To summarize our findings relating to cephalometric factors, most of the data associated with stability were not related to maxillary measurements, contrary to what was reported by Ghiz et al. [6]. Because the mandible and maxilla have different types of ossification, cartilage, and sutural components, we suggest that the maxilla is more likely to respond to orthopedic force than the mandible. A previous study indicated that 25.0% of class III cases were related to retrusion of the maxilla, and 22.2% of the cases were related to a combination of maxillary retrusion and mandibular protrusion [21]. These findings therefore suggest that the remaining 52.8% of cases with mandibular protrusion might result in an unstable outcome.
Strength and limitations
Although the long-term outcome of class III treatment was evaluated after comprehensive orthodontic treatment in most studies [4, 5, 7, 8], we evaluated stability before the comprehensive treatment.
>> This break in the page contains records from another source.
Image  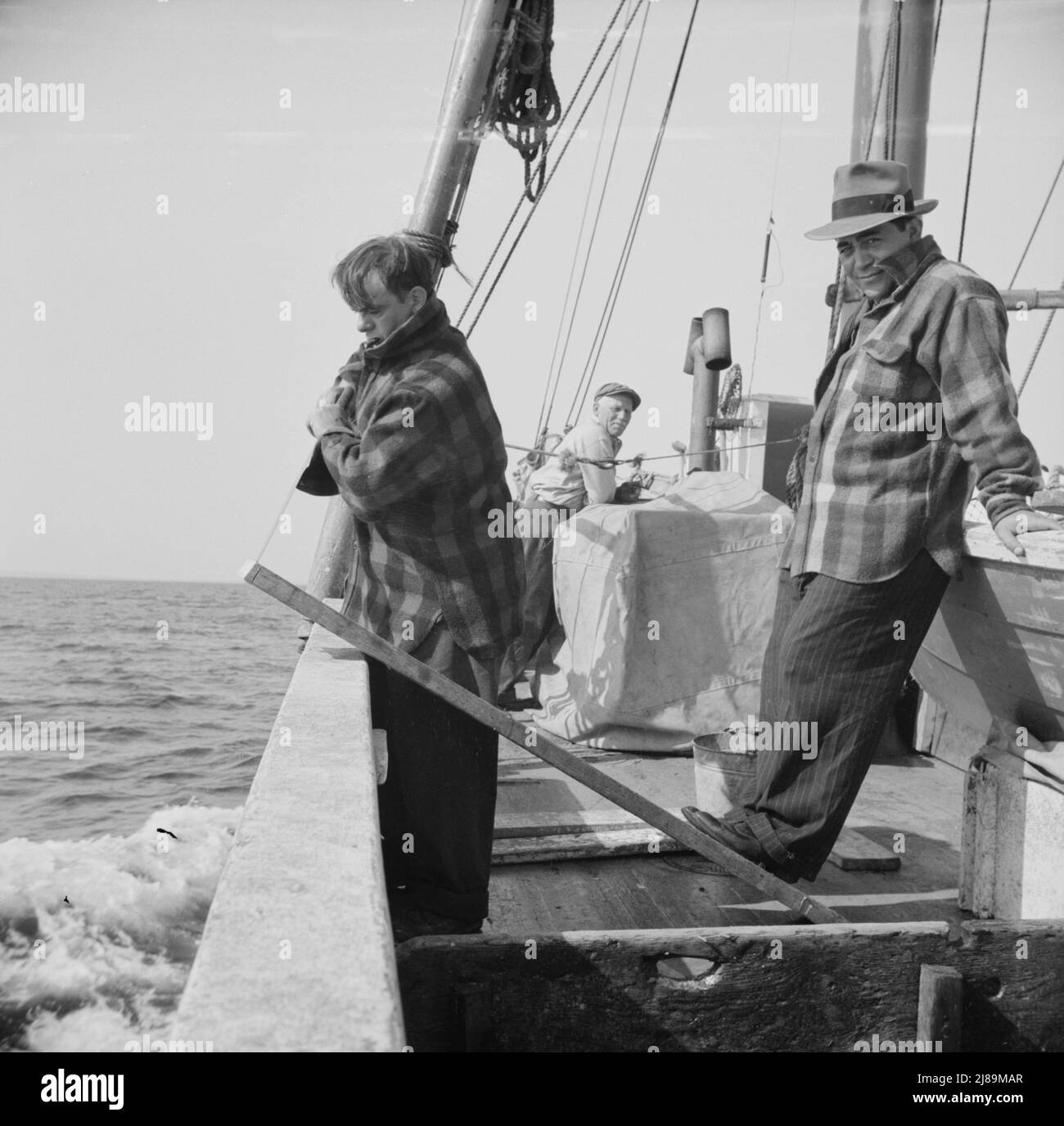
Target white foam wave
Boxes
[0,805,241,1052]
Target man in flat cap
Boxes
[498,383,641,710]
[683,161,1058,883]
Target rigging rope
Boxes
[494,0,561,203]
[746,0,798,405]
[957,0,991,263]
[1016,271,1064,399]
[462,0,645,339]
[455,0,643,336]
[537,5,650,444]
[1009,156,1064,290]
[566,0,699,421]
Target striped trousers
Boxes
[725,551,949,880]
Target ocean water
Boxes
[0,579,299,1052]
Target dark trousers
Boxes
[726,551,949,880]
[368,623,498,921]
[498,498,570,692]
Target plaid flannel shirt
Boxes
[780,229,1039,582]
[306,296,524,660]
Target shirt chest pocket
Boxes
[854,340,931,402]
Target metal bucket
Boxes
[692,731,758,817]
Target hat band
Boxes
[831,191,913,219]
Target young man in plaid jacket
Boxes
[308,232,521,941]
[683,161,1058,883]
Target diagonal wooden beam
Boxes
[241,562,845,923]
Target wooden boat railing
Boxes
[170,612,405,1052]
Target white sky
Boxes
[0,0,1064,582]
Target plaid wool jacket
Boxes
[301,296,524,660]
[780,236,1039,582]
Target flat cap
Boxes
[594,383,643,410]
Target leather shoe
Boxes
[681,805,800,884]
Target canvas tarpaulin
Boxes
[534,472,791,751]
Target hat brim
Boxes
[805,200,938,240]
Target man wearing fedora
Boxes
[498,383,642,710]
[683,161,1058,883]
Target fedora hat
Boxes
[805,160,938,239]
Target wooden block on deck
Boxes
[827,827,902,872]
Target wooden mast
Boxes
[306,0,509,599]
[850,0,936,193]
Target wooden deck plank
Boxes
[491,751,964,935]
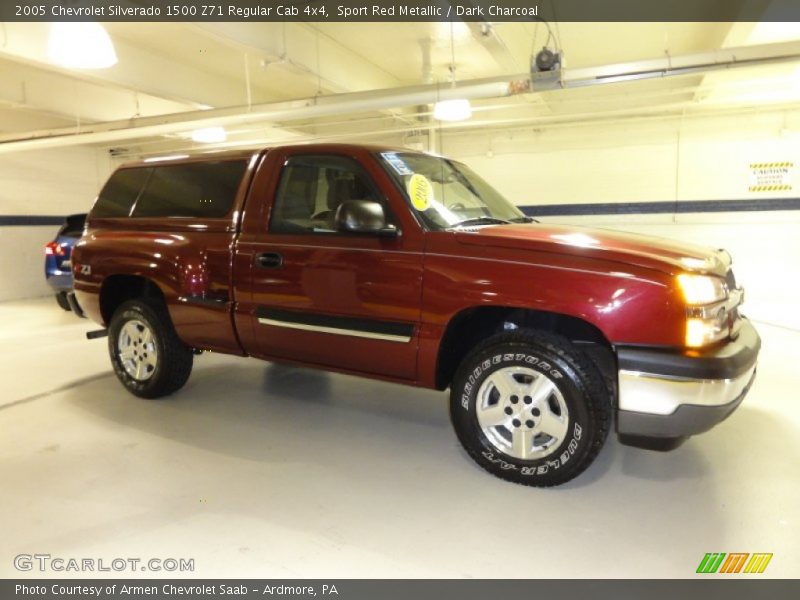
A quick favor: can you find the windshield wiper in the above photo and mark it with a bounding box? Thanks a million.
[451,217,511,227]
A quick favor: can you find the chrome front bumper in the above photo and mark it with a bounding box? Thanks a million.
[617,320,761,438]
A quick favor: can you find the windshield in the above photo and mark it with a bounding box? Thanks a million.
[380,152,531,231]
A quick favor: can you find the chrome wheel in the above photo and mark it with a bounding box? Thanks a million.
[117,319,158,381]
[475,366,569,460]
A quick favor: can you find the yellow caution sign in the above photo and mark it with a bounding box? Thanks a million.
[750,162,794,169]
[750,183,792,192]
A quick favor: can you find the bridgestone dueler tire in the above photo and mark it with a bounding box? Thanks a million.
[450,330,612,487]
[108,298,194,399]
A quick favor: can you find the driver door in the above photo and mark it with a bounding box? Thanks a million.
[239,151,422,380]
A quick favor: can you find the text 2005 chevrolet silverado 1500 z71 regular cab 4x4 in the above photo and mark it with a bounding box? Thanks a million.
[73,145,760,486]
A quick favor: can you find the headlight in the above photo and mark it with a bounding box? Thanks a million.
[677,273,730,348]
[678,273,728,306]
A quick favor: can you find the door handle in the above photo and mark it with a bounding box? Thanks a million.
[256,252,283,269]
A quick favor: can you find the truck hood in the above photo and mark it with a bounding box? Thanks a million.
[454,223,730,276]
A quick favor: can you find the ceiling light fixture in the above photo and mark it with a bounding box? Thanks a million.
[433,98,472,121]
[433,21,472,121]
[47,23,117,69]
[192,127,228,144]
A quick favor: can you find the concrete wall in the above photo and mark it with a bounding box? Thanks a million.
[442,109,800,328]
[0,148,110,301]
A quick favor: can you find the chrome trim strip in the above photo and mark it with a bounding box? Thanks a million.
[242,242,667,287]
[425,252,667,287]
[258,317,411,344]
[619,365,756,415]
[686,287,744,319]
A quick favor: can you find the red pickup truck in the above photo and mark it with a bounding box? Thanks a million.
[73,144,760,486]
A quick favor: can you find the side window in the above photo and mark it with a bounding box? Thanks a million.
[269,156,385,233]
[133,160,247,218]
[92,168,153,218]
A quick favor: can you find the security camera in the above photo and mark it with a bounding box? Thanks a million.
[534,47,561,73]
[531,46,564,91]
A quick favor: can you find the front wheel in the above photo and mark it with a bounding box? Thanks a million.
[108,299,193,398]
[450,331,611,487]
[56,292,72,312]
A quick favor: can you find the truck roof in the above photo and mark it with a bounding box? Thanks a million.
[119,143,418,169]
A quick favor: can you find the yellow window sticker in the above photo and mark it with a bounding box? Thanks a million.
[406,173,433,211]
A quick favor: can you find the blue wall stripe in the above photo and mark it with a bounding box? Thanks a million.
[0,215,66,227]
[0,198,800,226]
[519,198,800,217]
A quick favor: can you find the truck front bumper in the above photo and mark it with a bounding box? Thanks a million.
[617,320,761,445]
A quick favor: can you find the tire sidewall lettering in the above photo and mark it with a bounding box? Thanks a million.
[459,352,586,478]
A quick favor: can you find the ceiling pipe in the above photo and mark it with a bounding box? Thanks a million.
[0,74,527,154]
[0,42,800,154]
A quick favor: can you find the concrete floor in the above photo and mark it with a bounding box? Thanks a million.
[0,299,800,578]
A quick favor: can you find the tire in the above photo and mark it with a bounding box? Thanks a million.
[56,292,72,312]
[450,330,612,487]
[108,299,194,399]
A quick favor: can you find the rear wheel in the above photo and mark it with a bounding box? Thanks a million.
[450,331,611,487]
[108,299,193,398]
[56,292,72,312]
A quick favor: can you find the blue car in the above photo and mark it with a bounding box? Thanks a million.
[44,214,86,310]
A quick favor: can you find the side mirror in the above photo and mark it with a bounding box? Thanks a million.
[334,200,399,237]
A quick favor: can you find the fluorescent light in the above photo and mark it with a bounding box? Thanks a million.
[192,127,228,144]
[433,99,472,121]
[47,23,117,69]
[144,154,189,162]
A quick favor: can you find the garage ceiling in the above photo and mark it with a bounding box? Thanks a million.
[0,18,800,154]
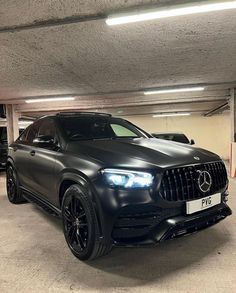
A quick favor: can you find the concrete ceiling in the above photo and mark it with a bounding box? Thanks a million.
[0,0,236,115]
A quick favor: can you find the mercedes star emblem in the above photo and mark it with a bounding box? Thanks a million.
[197,171,212,193]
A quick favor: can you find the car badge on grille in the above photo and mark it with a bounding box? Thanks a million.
[197,171,212,193]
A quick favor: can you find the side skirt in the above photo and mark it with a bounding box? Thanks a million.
[20,187,61,217]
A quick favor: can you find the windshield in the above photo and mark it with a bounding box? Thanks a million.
[59,116,147,140]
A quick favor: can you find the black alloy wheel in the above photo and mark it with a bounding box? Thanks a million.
[61,184,111,260]
[64,197,90,253]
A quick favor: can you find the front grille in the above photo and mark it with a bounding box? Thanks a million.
[159,162,228,201]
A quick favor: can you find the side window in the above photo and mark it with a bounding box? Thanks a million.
[37,118,59,149]
[17,128,29,142]
[26,120,41,144]
[111,124,137,137]
[38,119,56,140]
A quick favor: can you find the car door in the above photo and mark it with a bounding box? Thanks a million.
[11,120,41,191]
[29,118,60,204]
[15,117,59,203]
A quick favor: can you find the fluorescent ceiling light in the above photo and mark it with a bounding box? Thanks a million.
[25,97,75,103]
[144,86,205,95]
[152,113,191,118]
[106,1,236,25]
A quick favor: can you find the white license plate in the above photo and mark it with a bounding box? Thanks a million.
[186,193,221,214]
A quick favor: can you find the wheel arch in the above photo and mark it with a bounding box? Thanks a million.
[58,171,103,236]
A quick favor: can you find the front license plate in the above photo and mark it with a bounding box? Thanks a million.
[186,193,221,214]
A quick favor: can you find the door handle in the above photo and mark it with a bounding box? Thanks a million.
[30,151,35,156]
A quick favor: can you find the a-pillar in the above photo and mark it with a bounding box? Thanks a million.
[6,105,19,144]
[230,88,236,177]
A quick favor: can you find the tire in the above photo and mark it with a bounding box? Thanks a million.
[6,165,27,204]
[62,184,111,260]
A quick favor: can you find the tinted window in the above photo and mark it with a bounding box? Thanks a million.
[38,119,56,140]
[60,116,145,140]
[173,134,189,143]
[0,127,7,141]
[26,120,41,144]
[111,124,137,137]
[17,128,29,142]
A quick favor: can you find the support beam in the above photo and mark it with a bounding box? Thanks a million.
[203,102,229,117]
[230,88,236,177]
[230,88,236,142]
[6,105,19,144]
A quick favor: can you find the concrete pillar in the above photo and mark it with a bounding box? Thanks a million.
[230,88,236,177]
[6,105,19,144]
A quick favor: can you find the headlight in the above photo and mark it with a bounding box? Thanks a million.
[102,169,153,188]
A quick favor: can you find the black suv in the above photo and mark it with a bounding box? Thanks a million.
[7,113,231,260]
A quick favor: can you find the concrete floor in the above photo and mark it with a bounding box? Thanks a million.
[0,170,236,293]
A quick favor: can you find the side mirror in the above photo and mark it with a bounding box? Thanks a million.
[33,135,55,148]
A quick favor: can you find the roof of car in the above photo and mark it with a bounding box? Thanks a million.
[153,132,185,135]
[56,112,112,117]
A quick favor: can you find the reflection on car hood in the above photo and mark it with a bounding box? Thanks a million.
[68,138,220,168]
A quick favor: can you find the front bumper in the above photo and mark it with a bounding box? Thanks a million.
[113,203,232,246]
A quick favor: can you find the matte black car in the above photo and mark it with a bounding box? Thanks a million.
[7,113,231,260]
[152,132,195,145]
[0,126,23,170]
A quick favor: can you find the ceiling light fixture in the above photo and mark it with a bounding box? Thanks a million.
[25,97,75,104]
[106,1,236,25]
[152,113,191,118]
[144,86,205,95]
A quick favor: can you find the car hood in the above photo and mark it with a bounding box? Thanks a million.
[67,138,220,168]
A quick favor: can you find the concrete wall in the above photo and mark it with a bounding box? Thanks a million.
[124,113,230,160]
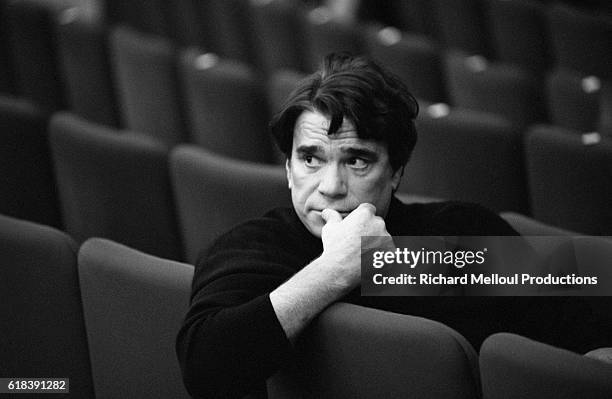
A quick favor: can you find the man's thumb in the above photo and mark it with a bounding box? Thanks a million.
[321,208,342,223]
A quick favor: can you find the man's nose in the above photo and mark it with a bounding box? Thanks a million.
[318,165,347,197]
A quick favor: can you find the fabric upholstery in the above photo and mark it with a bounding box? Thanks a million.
[181,50,272,162]
[268,303,479,399]
[109,26,186,145]
[480,333,612,399]
[445,51,546,127]
[0,97,62,227]
[50,113,182,259]
[0,215,94,399]
[367,28,446,102]
[79,238,193,398]
[55,9,119,126]
[525,125,612,235]
[399,105,527,212]
[170,145,291,262]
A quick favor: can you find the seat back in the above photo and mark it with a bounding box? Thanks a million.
[78,238,193,398]
[546,68,603,132]
[268,303,479,399]
[480,333,612,399]
[181,50,272,162]
[400,104,527,212]
[366,27,446,102]
[6,0,73,111]
[248,0,306,74]
[525,126,612,235]
[486,0,553,74]
[50,113,181,259]
[0,97,62,227]
[0,215,94,399]
[547,3,612,79]
[109,26,185,145]
[170,145,291,262]
[445,51,546,127]
[55,7,119,126]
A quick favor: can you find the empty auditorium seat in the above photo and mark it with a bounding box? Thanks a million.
[109,27,185,145]
[304,7,365,71]
[0,215,94,399]
[268,303,480,399]
[78,239,193,398]
[5,0,74,111]
[546,68,602,132]
[548,4,612,79]
[525,126,612,235]
[266,69,306,114]
[195,0,253,65]
[181,50,272,162]
[366,27,446,102]
[486,0,552,74]
[393,0,438,40]
[55,7,119,126]
[399,104,528,212]
[431,0,489,56]
[170,145,291,262]
[0,97,62,227]
[248,0,306,74]
[0,1,15,94]
[50,113,181,259]
[445,52,545,126]
[480,333,612,399]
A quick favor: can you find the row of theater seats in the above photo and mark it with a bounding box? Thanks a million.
[0,99,612,270]
[0,0,612,136]
[0,214,612,399]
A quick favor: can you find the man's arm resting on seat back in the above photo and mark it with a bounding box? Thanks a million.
[270,204,389,341]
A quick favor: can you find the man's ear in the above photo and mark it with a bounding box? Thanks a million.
[285,158,293,190]
[391,166,404,192]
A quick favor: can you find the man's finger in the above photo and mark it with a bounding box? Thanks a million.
[355,202,376,215]
[321,208,342,223]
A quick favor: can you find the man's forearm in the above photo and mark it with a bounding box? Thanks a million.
[270,256,356,341]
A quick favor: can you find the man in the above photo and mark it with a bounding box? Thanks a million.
[177,54,608,398]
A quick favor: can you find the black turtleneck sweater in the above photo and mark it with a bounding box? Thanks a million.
[177,198,608,398]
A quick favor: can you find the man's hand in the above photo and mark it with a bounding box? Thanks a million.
[321,203,390,289]
[270,204,391,340]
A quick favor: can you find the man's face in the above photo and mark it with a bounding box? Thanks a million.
[286,111,401,237]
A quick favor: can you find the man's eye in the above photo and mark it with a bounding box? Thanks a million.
[347,158,370,169]
[303,155,321,167]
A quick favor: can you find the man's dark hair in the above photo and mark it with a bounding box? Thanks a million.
[270,53,419,171]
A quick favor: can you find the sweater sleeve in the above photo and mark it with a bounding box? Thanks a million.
[177,219,310,398]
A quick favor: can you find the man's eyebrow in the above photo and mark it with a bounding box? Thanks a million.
[342,147,378,160]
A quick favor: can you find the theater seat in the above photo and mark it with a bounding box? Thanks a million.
[547,3,612,79]
[180,49,272,162]
[50,113,182,259]
[0,215,94,399]
[445,51,546,127]
[304,7,365,71]
[109,26,186,145]
[170,145,291,262]
[248,0,306,74]
[0,96,62,227]
[78,238,193,398]
[55,7,119,127]
[485,0,553,75]
[399,104,527,213]
[268,303,480,399]
[546,68,604,132]
[480,333,612,399]
[366,27,446,102]
[525,125,612,235]
[3,0,75,111]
Therefore, our findings were able to show the exclusive effect of early class III treatment.
However, given this feature of our study, the mean age of 15 years for evaluation might be criticized as being too young for male patients. Because the flexion point of growth in Japanese boys is 13 years [22], which is younger than that in Caucasian boys (15 years) [23], the mean ages of the participants were thought to be acceptable for evaluating stability in Japanese boys. Growth can be expected to continue at a decreasing rate, and any remaining growth might influence the prediction of stability. Another interesting factor we would like to consider is information from patient’s family. We do often ask the patient and/or parents whether any family member had orthognathic surgery or protruded mandible, but this is just a questionnaire and not reliable quantitative information. The general public even describes it as protruding teeth when they see the compensated maxillary anterior teeth. Thus, if possible, if the patient’s parents permit us to take their cephalometric radiograph, it would be valuable information to predict the stability and possibility of the surgery. Another limitation of our study is that, even though our sample size was statistically sufficient, adding additional subjects with a wider range of severity may provide further information. Thus, future studies should observe the participants until growth is completed, after the completion of phase 2 therapy, and/or during retention with increased sample size to show the longitudinal results.